Kennedy serves on the Board of Directors of the Aggregate Architectural History Collaborative; she is a member of the Scientific Advisory Board for the Research and Mediation Project “A Future for Whose Past? The Heritage of Minorities, Fringe Groups and People Without a Lobby,” for the Architectural Heritage Year 2025 / ICOMOS Suisse.
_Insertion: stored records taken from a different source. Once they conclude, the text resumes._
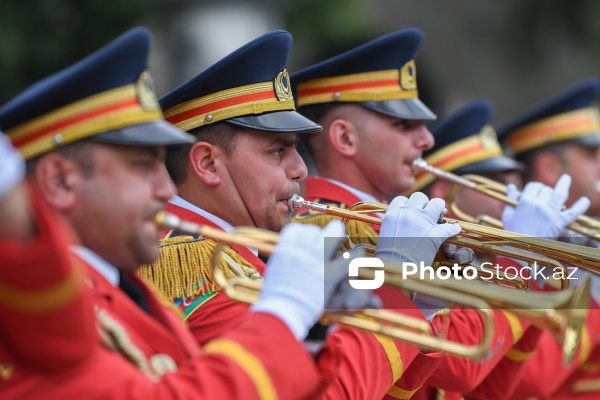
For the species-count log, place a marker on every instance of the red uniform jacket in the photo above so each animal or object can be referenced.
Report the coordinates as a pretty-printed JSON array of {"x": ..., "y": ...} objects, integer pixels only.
[
  {"x": 464, "y": 326},
  {"x": 43, "y": 301},
  {"x": 543, "y": 375},
  {"x": 56, "y": 318},
  {"x": 367, "y": 364}
]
Kennedy co-directs the Settlement project, and she is a member of the international research collective Insurgent Domesticities.

Program Area: Architecture and Urbanism, Africa, African American and African Diaspora, 18th and 19th Century, and Global Modern and Contemporary

Regional Specialization: Africa, African American and African Diaspora, and Europe

Selected Publications

Hollyamber Kennedy. “Wastelands of Empire and ‘Sites of Salvation’: Landscapes of ‘Reform’ in 19th Century Germany.” The Journal of Architecture, special issue “Territories of Incarceration” (forthcoming, Winter/Spring 2024).

Hollyamber Kennedy. “A Spatial Writing of the Earth: The Design of Colonial Territory in South-West Africa.” In German Colonialism in Africa and Its Legacies: Architecture, Art, Urbanism and Visual Culture, edited by Itohan I. Osayimwese, 89-121. London; New York: Bloomsbury Press, 2023.


Hollyamber Kennedy, “To Unearth and To Trace / To Bury and to Banish.” In Unearthing Traces: Dismantling the Imperialist Entanglement of Archives and the Built Environment, edited by Denise Bertschi, Julien Lafontaine Carboni, and Nitin Bathla, 109-123. Lausanne: EPFL Press and CAN Centre d’Art Neuchâtel, 2023.


Hollyamber Kennedy, “Infrastructures of ‘Legitimate Violence’: The Prussian Settlement Commission, Internal Colonization, and the Migrant Remainder,” Grey Room 76 (2019): 58-97.

Hollyamber Kennedy, “Labor, in the Visible Recursive: Antje Ehmann and Harun Farocki’s Eine Einstellung zur Arbeit,” Avery Review 8 (2015).